Rama Valayden : le prix de la fidélité
Par
Ajagen Koomalen Rungen , Azeem Khodabux
Par
Ajagen Koomalen Rungen , Azeem Khodabux
Entre promesse faite à une mère, fidélité aux absents et engagement envers les vivants, portrait d’un homme qui n’a jamais trahi ce qu’il devait être.
À Londres, dans les années 1980, un étudiant mauricien se réfugie au cimetière quand le froid devient insupportable... Trente ans plus tard, Rama Valayden est Senior Counsel, l’un des avocats les plus redoutables de Maurice. Entre les tombes londoniennes et les procès aux Assises, entre une photo dans un album et la vaisselle du soir, portrait d’un homme qui n’a rien oublié.
Le froid de Londres ne pardonne pas. Rama Valayden enchaîne les petits boulots pour financer ses études de droit : ménage, supermarché, emplois précaires qui ne suffisent jamais vraiment. Quand le froid devient glacial, quand il n’y a plus nulle part où aller, il se rend au cimetière.

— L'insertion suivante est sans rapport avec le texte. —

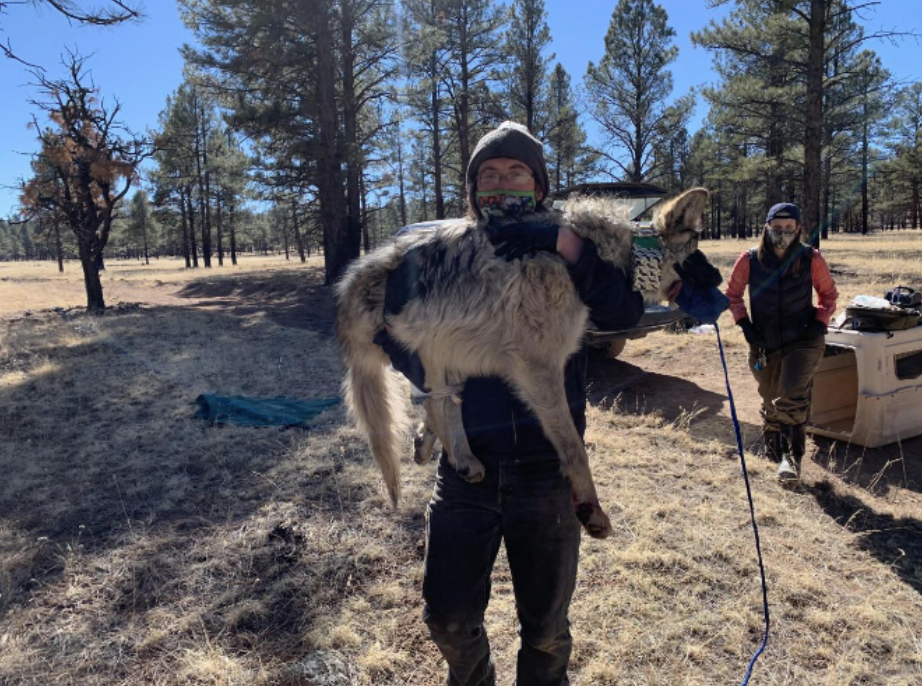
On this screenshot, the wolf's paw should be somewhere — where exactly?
[576,500,611,538]
[413,424,436,465]
[457,455,487,484]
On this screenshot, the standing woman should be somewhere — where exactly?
[726,203,839,482]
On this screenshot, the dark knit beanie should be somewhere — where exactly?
[765,202,800,224]
[467,121,550,207]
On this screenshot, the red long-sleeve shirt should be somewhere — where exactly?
[725,248,839,326]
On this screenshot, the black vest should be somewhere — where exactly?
[749,245,816,350]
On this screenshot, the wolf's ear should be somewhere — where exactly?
[656,188,709,238]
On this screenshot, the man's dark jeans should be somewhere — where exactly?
[423,454,580,686]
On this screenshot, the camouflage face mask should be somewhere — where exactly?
[768,229,800,250]
[475,189,538,219]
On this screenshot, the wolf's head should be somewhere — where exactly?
[653,188,709,299]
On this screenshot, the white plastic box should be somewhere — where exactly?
[807,326,922,448]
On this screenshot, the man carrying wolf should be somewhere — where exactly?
[375,122,720,686]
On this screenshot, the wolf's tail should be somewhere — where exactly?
[337,255,408,507]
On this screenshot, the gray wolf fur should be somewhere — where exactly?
[336,188,708,538]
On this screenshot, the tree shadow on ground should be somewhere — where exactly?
[0,296,376,681]
[813,438,922,495]
[808,481,922,594]
[177,268,336,335]
[588,355,762,454]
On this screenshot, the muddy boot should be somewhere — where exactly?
[763,431,781,463]
[791,424,807,476]
[778,424,800,484]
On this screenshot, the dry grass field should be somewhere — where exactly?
[0,232,922,686]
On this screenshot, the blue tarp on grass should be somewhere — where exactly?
[195,393,342,429]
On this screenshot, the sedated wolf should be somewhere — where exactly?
[336,188,708,538]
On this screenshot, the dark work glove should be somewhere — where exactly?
[373,329,428,390]
[675,250,723,288]
[737,318,767,348]
[804,319,828,341]
[488,222,559,262]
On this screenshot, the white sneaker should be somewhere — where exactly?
[778,455,800,483]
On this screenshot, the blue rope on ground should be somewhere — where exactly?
[714,322,770,686]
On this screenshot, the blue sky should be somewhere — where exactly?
[0,0,922,217]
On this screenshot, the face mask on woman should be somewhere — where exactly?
[476,189,538,218]
[767,228,800,250]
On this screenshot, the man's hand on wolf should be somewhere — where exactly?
[675,250,723,288]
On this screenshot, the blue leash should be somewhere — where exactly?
[714,321,770,686]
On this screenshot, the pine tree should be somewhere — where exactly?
[504,0,555,140]
[585,0,694,182]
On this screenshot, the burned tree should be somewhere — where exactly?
[21,54,153,313]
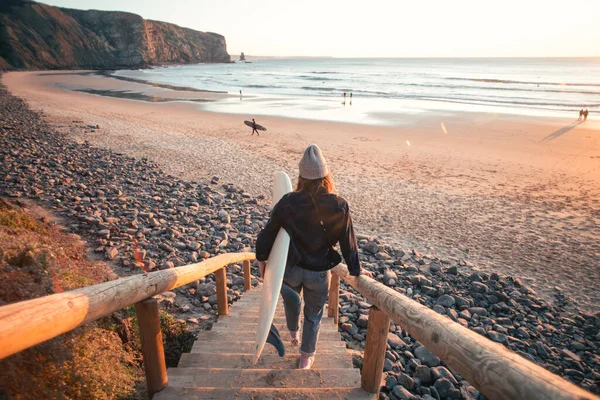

Entre les tombes, contre les murs d’inhumation, il trouve ce qu’il cherche : de la chaleur. Celle qui se dégage des corps enterrés, tiède contre la pierre. Il s’assoit là, le dos appuyé contre ces murs, et il étudie. Chaque page tournée dans ce froid est une dette contractée envers sa mère, qui a vendu le terrain hérité du patrimoine familial pour lui payer le voyage. Il n’a pas le droit d’échouer.
Cette détermination vient de loin. Elle vient du 27 mai, jour où son père Siven a été enterré. Enseignant prometteur au Collège Royal de Curepipe, brillant, profondément instruit, il avait 27 ans et incarnait l’avenir. Deux jours plus tard, le 29 mai, sa mère Lutchmee accouche de sa sœur Pamela. Elle a 22 ans. Entre ces deux dates, elle a dû organiser les funérailles de son mari, enceinte de neuf mois, porter à la fois le poids d’une maternité naissante et celui d’un deuil qui ne lui laisse aucun répit.
Rama avait deux ans. Il ne se souviendra pas de son père, mais toute sa vie sera façonnée par cette absence. Lutchmee, mère courageuse et dévouée, travaillera dur sans jamais se plaindre, accumulant les sacrifices pour que ses deux enfants aient un avenir meilleur.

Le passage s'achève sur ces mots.